Sept 18th at 11am and we’re leaving Austin, TX – all 32 of us which includes dancers, crew and staff. After a 3 hour flight we land at Newark airport outside New York. Our international flight was departing from a different terminal so we found the subtly marked hallway that led to an unimpressive stairway that led to the shuttle bus to terminal C – our home for the next 7 hours. We ate lunch and walked around. We ate dinner and walked around. It is a very big terminal and we saw it all. It seemed wherever we walked there were Ballet Austin dancers wandering the halls in a different pattern from ours. Eventually we joined the BA colony surrounding the battery and computer charging station near our gate. Next we went through a second security checkpoint – special for passengers flying to Tel-Aviv.
At 11pm we departed Newark for the 10+ hour flight to Tel-Aviv. If there was any trepidation about the distance and time that separated us from our destination it was apparently relieved as evident by the sight of so many of the dancers interfacing with the touch screen of movies, television shows and music available at every seat. United has lots of TV and movie options on the screens in the back of the seats. Of course when presented with too many choices I was a bit paralyzed. Finally, I chose a few episodes of “Elementary”. We were served dinner and then breakfast. It has been forever since I had airplane food. It wasn’t bad – or maybe I was excited by the retro aspect of the compartmentalized food. Most of us slept. It was very quiet – and dark.
When we landed I was prepared for drama with customs… Let’s say over prepared. Our group seemed to be the only foreigners on the plane so there was no line. Once the front folks (thank you Cookie, Orlando and Ashley) explained why we were coming to Israel the rest of us got questions like “What airline did you fly on?” No one wanted to look at our luggage. We were greeted by Lital (the logistical genius who made this trip possible) and Isi (Albert’s producer) with a sign with the Ballet Austin logo, a splendid way to arrive anywhere.
We met Samir, our bus driver, and traveled one hour plus to the walled, medieval city of Akko. Our hotel has a crusader era aqueduct running through the lobby leading to a cistern in the courtyard.
We are in Old Akko with a recorded history reaching back 4,000 years. It is a remarkably mixed city with signage in Hebrew , Arabic and a few in English for the tourists.

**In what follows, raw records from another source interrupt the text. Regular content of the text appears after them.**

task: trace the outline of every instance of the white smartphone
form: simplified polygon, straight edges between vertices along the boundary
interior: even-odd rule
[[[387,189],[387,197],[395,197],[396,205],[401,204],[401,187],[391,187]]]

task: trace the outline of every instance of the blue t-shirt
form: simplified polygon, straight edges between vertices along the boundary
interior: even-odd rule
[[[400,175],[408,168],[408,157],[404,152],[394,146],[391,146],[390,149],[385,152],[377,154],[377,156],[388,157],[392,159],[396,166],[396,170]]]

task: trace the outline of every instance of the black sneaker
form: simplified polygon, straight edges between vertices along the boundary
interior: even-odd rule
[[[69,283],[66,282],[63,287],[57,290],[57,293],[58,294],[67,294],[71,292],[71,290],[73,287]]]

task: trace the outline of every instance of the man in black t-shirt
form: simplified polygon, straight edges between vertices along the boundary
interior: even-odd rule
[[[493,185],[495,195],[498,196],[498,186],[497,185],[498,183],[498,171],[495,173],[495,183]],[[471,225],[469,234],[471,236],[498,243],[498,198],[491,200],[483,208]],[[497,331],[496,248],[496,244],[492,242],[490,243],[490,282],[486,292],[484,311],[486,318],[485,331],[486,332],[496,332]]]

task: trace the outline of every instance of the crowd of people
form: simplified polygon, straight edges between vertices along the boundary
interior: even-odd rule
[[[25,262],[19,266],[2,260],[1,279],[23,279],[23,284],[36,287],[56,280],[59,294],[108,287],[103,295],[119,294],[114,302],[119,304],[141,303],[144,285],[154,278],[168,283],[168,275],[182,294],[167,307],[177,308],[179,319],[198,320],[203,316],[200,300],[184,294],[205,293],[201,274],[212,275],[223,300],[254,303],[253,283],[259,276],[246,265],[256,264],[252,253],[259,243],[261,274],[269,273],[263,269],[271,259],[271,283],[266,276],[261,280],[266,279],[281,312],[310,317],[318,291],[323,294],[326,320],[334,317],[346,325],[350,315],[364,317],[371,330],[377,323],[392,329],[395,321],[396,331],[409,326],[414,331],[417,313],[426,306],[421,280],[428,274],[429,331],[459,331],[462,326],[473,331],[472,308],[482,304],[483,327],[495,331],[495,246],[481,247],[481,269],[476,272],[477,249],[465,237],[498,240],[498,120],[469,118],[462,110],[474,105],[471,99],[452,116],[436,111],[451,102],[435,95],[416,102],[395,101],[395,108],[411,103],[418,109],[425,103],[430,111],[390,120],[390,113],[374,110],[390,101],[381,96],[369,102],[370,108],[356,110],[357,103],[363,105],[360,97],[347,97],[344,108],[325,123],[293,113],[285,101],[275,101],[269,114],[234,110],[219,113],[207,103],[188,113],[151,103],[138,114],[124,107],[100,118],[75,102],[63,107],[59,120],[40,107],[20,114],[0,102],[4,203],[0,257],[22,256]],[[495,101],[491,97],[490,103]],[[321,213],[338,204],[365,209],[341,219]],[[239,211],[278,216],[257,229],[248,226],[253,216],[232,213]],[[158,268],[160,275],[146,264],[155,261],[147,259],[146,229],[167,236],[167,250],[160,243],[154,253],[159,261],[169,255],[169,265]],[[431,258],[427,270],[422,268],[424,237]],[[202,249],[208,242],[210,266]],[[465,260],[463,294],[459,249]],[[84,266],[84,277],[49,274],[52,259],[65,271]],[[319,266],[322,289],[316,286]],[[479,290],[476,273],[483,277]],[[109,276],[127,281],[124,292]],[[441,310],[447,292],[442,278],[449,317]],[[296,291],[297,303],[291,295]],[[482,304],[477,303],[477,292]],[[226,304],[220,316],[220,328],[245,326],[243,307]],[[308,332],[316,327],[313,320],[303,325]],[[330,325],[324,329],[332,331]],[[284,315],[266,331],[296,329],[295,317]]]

After check in and a bit of breathing time Samir drove us to Morganfeld’s restaurant to eat with the members of the western Galilee partnership. Albert Ben-Shloosh greeted us at the entrance. It is unbelievable that Albert’s dream of bringing Light / The Holocaust & Humanity Project to Akko is a reality and we are here. The food was delicious! I now know I have never really had hummus. But the most beautiful moment of the evening… was when they brought out a brazier of meat and Albert called over to Bill Sheffield to say that the steak was for him. We knew we were very well taken care of.